Some of the Vikings’ issues on defense have been self-inflicted and others are the product of injury, or in Pierce’s case, a wise decision to put his health ahead of football. It now seems laughable that many of us thought the Vikings defense might be back to its old self right before the season when the team made a trade with Jacksonville for Pro Bowl edge rusher Yannick Ngakoue. The feeling was that Ngakoue would create an incredible one-two punch from the edge with Hunter, who had 14.5 sacks each of the past two seasons, coming off the left side.

It turned out, Hunter was nowhere near returning and the decision to put him on injured reserve for three weeks to open the season was only the start of what will be a long-term absence for a player who reportedly has a cervical spine disc herniation and just got a second opinion in New York this past week.

As far as Zimmer’s favorite position, the corners, that remains a week-to-week work in progress with a group that too often appears to be paying tribute to Josh Robinson, Asher Allen and Marcus McCauley.

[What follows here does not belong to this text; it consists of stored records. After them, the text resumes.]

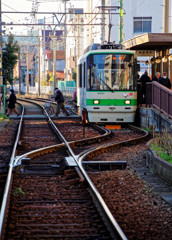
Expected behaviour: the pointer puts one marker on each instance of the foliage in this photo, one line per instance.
(163, 148)
(10, 56)
(2, 116)
(74, 75)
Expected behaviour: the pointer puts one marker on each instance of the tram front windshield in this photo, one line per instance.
(110, 72)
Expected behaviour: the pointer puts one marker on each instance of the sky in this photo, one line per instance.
(26, 5)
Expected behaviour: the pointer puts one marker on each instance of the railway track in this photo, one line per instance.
(35, 167)
(32, 197)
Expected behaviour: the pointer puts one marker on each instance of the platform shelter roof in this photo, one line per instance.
(150, 41)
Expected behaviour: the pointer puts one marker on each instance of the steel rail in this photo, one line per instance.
(117, 232)
(7, 190)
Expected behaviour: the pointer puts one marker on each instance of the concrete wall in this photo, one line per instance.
(151, 116)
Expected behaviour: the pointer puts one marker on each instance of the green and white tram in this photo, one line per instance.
(107, 84)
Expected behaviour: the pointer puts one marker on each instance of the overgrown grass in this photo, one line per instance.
(163, 148)
(2, 117)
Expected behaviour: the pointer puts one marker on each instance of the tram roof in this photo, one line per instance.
(150, 41)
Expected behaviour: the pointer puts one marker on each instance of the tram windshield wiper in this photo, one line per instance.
(106, 85)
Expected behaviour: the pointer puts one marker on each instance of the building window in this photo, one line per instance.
(142, 24)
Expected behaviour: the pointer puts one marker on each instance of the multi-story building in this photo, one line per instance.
(106, 22)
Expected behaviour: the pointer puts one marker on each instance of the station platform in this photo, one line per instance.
(149, 116)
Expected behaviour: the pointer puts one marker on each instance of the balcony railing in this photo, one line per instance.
(162, 98)
(157, 96)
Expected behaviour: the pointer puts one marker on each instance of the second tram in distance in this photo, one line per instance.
(107, 84)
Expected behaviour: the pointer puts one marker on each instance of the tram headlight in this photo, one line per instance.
(96, 101)
(127, 102)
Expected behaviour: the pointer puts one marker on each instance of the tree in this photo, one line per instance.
(9, 59)
(74, 75)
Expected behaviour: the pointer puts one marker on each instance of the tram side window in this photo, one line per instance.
(80, 75)
(84, 74)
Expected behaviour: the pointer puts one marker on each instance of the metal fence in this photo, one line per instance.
(157, 96)
(162, 98)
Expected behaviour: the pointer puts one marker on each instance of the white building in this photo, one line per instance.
(138, 17)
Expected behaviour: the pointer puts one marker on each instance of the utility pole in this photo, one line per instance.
(39, 83)
(27, 76)
(121, 22)
(166, 16)
(103, 23)
(1, 78)
(54, 60)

Jeff Gladney and Cameron Dantzler, early picks in the 2020 draft, eventually might be fine, but they aren’t yet ready to stop NFL wide receivers consistently and Holton Hill’s play thus far makes one wonder why the Vikings bothered putting up with is off-the-field problems a year ago.

If Zimmer did have any plans on having his defense be respectable this season, it’s fair to wonder why he didn’t convince Spielman to pursue a veteran nose tackle after Pierce opted out, or a veteran corner or two after losing key players. It’s one thing to have confidence in your ability to coach players, it’s another to allow your own hubris to interfere with what’s best for your team. Especially when you know a pandemic means that much of the regular on-the-field instruction won’t be possible.

This isn’t to say that Snacks Harrison or Dre Kirkpatrick would have saved the season for the Vikings, but they could have been signed at a reasonable price and bought Zimmer and his staff time to coach-up younger players, or not expose veterans to roles they simply can’t handle.

The hope now has to be that guys like Gladney and Dantzler gain valuable experience this season, and the Vikings also find out who can play and who can’t play on defense. The return of the injured players — and Pierce — should provide a boost in 2021.

In the meantime, Zimmer is going to have to acknowledge one thing: He is now the coach of a bad defense and he must accept some of the blame for that.